In another instance, Erlandsson called out state-owned Japan Bank for International Cooperation for financing a coal plant in Vietnam. He criticized the bank’s lenders, HSBC and Barclays, for not disclosing the obvious climate risks to bond investors. Just two months after Erlandsson suggested investors blacklist it, the Japanese bank said in March that it had no plans to finance any new coal-power projects.
Officials at HSBC and Barclays declined to comment.
In his anti-greenwashing fervor, Erlandsson risks missing the mark.
Again writing in Responsible Investor, Erlandsson said in February that Adani Ports & Special Economic Zone Ltd., part of the Adani group, had unduly profited from understating climate risks in its disclosure to environmental nonprofit CDP. A few weeks later, CDP responded with an article in the same publication calling his note “both unhelpful and misleading to anyone involved in the business of encouraging markets to use ESG data to make better investment decisions.”

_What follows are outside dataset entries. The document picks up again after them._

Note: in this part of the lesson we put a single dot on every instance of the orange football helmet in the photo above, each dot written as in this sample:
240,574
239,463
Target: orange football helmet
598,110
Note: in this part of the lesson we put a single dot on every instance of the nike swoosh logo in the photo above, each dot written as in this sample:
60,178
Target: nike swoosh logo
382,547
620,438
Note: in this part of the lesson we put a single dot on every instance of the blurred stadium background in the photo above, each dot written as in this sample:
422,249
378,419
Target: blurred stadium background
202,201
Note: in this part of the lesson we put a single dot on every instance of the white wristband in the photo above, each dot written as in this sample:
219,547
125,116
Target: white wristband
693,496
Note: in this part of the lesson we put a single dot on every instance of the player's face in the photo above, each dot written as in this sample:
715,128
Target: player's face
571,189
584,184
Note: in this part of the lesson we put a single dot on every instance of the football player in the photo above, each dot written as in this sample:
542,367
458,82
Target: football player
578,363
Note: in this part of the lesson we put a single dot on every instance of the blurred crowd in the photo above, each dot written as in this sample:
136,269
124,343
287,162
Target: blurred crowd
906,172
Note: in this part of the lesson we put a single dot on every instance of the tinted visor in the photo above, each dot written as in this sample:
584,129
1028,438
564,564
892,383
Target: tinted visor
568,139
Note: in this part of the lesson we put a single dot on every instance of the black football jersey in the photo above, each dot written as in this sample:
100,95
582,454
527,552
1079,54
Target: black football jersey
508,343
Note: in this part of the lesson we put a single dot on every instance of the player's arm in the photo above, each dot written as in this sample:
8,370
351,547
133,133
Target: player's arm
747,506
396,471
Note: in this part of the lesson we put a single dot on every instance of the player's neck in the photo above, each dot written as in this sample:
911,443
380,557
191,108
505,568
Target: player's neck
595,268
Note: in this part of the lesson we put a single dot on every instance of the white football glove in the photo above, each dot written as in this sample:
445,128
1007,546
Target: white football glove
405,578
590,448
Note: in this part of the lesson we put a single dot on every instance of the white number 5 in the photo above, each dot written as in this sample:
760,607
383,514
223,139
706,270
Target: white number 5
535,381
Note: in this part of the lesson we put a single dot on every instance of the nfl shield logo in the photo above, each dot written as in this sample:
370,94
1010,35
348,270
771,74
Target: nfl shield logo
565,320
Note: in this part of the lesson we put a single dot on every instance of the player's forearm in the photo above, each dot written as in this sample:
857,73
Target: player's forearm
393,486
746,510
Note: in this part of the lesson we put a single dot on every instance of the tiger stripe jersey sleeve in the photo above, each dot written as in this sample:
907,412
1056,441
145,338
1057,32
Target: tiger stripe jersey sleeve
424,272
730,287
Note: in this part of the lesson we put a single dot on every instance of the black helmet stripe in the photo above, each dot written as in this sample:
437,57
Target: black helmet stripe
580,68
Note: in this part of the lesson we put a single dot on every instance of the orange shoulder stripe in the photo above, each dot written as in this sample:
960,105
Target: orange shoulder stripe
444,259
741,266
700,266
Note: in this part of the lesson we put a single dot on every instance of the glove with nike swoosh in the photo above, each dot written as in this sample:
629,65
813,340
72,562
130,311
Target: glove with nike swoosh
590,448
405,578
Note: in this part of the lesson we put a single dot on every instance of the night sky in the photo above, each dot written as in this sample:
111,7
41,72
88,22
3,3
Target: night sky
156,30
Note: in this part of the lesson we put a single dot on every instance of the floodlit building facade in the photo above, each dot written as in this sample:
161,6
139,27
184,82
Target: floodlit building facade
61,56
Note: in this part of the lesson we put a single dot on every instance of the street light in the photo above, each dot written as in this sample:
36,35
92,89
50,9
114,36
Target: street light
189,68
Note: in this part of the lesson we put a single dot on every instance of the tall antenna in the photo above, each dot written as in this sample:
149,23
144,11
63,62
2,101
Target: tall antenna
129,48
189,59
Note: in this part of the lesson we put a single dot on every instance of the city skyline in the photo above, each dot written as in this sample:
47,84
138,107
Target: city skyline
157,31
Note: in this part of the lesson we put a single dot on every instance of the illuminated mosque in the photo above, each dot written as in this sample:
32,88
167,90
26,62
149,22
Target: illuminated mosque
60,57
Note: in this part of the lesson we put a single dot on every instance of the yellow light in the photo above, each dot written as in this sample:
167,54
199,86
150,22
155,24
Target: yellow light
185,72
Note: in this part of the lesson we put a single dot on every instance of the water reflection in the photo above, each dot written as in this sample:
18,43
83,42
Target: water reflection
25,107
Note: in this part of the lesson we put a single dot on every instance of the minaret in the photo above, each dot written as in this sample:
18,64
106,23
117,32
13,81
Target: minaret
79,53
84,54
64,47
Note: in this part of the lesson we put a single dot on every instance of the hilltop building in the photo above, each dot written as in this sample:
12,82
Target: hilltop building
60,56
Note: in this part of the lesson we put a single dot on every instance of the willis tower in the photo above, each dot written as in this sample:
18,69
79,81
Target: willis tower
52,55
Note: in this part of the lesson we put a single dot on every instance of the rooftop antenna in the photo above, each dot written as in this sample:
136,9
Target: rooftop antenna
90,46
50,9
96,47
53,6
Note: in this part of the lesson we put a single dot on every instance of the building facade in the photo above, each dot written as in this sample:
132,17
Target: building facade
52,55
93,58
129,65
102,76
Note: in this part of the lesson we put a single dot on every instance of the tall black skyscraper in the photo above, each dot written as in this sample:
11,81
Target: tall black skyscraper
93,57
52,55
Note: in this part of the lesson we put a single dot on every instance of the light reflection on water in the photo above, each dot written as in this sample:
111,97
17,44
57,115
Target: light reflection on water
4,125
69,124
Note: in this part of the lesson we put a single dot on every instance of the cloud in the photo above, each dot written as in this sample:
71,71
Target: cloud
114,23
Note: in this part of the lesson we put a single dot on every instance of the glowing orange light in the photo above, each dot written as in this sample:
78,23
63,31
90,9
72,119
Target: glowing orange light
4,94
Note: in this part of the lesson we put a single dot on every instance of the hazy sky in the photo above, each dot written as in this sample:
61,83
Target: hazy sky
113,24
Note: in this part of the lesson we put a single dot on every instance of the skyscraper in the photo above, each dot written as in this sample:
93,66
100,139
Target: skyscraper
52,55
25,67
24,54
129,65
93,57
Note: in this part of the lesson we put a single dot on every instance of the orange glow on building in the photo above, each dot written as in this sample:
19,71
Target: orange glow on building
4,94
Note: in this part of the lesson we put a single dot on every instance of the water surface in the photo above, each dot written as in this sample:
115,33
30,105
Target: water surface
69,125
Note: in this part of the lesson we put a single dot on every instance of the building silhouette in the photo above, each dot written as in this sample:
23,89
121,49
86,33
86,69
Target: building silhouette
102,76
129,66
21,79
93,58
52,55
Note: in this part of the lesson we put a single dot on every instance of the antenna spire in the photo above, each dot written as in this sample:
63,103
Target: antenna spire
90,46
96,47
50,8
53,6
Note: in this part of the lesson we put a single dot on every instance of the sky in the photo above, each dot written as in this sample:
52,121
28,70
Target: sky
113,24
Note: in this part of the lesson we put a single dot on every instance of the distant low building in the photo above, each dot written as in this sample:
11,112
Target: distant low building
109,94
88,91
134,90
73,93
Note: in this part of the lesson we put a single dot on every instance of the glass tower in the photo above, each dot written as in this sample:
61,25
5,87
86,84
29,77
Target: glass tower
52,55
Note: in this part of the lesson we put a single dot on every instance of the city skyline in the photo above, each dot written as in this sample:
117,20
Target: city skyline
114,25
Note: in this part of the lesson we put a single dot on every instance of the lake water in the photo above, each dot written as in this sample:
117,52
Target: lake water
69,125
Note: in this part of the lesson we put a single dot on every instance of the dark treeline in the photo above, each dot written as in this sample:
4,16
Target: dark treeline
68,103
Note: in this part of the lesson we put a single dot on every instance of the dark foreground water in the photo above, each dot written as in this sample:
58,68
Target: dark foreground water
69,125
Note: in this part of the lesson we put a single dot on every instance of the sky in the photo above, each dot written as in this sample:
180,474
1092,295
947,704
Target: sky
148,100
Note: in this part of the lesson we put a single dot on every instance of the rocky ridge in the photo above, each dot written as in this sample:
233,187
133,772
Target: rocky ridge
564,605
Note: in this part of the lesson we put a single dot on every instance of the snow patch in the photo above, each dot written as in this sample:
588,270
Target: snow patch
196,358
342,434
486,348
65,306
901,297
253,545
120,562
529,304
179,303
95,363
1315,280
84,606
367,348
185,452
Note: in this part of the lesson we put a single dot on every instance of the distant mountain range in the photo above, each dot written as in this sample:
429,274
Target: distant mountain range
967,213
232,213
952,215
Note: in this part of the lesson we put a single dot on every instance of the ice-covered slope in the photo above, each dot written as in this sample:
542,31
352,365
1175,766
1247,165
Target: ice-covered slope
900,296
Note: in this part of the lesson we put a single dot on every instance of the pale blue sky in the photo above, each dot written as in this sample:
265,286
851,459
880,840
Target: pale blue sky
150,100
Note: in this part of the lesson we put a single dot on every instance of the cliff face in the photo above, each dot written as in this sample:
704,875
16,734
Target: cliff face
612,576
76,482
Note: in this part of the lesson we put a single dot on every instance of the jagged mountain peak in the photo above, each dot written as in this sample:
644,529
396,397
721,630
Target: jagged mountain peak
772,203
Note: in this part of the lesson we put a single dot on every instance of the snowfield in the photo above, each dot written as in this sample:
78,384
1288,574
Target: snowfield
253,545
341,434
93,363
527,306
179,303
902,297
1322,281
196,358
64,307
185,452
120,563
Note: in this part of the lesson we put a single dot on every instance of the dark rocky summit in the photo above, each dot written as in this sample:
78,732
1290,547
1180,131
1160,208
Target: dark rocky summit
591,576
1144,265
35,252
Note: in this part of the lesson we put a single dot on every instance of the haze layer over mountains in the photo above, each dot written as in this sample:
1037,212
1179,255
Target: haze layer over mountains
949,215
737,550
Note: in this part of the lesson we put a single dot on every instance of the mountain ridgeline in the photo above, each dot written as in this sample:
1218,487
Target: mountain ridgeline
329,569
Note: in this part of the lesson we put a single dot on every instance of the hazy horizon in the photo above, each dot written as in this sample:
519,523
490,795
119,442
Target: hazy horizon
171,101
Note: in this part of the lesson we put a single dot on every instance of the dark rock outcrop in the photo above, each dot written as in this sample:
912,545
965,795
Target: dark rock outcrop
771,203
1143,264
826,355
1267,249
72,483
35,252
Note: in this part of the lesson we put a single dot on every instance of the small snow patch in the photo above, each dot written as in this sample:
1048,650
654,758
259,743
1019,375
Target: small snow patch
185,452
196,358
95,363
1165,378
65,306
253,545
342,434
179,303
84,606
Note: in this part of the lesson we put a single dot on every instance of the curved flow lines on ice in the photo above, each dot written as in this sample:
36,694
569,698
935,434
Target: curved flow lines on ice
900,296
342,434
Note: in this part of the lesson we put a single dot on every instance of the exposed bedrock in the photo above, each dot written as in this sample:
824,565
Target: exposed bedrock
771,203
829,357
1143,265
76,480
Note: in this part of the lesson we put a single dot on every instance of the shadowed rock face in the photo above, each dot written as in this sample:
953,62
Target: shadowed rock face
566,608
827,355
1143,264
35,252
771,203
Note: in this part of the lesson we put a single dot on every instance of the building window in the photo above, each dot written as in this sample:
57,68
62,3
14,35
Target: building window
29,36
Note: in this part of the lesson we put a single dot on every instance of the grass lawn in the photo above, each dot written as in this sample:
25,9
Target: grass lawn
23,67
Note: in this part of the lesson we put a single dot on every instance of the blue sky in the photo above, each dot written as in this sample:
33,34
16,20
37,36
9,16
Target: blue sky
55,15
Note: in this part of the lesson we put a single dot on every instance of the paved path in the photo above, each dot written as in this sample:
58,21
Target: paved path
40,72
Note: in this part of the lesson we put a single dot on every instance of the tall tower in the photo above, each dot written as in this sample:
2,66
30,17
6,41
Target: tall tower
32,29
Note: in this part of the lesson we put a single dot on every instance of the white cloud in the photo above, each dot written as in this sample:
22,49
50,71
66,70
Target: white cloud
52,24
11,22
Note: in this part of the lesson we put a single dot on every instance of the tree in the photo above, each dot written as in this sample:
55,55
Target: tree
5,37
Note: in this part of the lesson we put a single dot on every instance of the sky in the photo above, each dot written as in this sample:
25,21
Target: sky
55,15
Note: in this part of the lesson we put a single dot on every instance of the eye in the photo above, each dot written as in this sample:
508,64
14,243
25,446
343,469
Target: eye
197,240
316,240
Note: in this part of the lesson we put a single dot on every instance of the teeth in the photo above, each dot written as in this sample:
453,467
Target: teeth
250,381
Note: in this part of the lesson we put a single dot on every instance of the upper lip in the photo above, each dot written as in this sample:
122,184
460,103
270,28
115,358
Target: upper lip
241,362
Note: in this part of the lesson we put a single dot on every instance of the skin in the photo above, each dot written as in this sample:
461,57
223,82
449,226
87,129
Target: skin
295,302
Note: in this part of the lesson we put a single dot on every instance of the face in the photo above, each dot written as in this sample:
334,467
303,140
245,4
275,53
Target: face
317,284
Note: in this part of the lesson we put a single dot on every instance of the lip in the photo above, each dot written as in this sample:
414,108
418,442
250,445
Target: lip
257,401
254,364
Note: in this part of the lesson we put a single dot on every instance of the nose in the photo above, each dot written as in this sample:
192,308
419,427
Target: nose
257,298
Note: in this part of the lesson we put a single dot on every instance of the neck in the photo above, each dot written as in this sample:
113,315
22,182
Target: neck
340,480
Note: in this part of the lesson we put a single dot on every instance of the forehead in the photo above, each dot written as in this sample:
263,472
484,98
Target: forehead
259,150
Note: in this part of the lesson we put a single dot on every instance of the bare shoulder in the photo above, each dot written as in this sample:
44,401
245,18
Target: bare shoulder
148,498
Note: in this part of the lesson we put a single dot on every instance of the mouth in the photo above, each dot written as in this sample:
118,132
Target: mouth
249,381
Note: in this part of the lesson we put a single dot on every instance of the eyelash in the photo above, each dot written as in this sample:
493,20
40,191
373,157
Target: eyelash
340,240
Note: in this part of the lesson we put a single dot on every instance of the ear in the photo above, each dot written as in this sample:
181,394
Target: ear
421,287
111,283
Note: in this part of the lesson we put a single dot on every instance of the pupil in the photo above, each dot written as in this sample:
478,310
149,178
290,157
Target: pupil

Erlandsson got his first taste of how financial markets can impact climate change while working as a portfolio manager at Swedish pension fund AP4, where he was an early investor in green bonds.
Having since concluded that shorting the debt of polluters has at least as much, if not more, impact than going long climate do-gooders, he’s spent the last several years trying to launch a climate-focused credit hedge fund. He said seed investors had pledged to back him, but the fund management platform he planned to use decided at the onset of the Covid-19 pandemic that the operational and legal structures were too challenging for such a product.
With that plan on ice, Erlandsson launched a research and advocacy firm with financial backing from the Growald Family Fund, a foundation set up by Rockefeller family members focused on climate change.
Erlandsson’s Anthropocene Fixed Income Institute is like a climate activist that speaks the language of financial markets. It publishes everything from technical research on relative value climate trades using credit derivatives to opinions on how the European Central Bank should structure its bond purchases to avoid financing carbon emissions. It’s also his soapbox to expose anything that smells of greenwashing.
While he loves to expose hypocrisy, such as a company selling bonds to fund green projects while also lending to planet-destroying projects, he understands that being too confrontational could undermine his efforts to encourage fixed-income managers to support the climate transition.
“At some point you become too much of a troublemaker that people don’t even listen to you: You become some sort of a Cassandra or a Boy Who Cried Wolf,” said Erlandsson. “I don’t want to be perceived as a blue-eyed Scandinavian pointing fingers at everyone else.”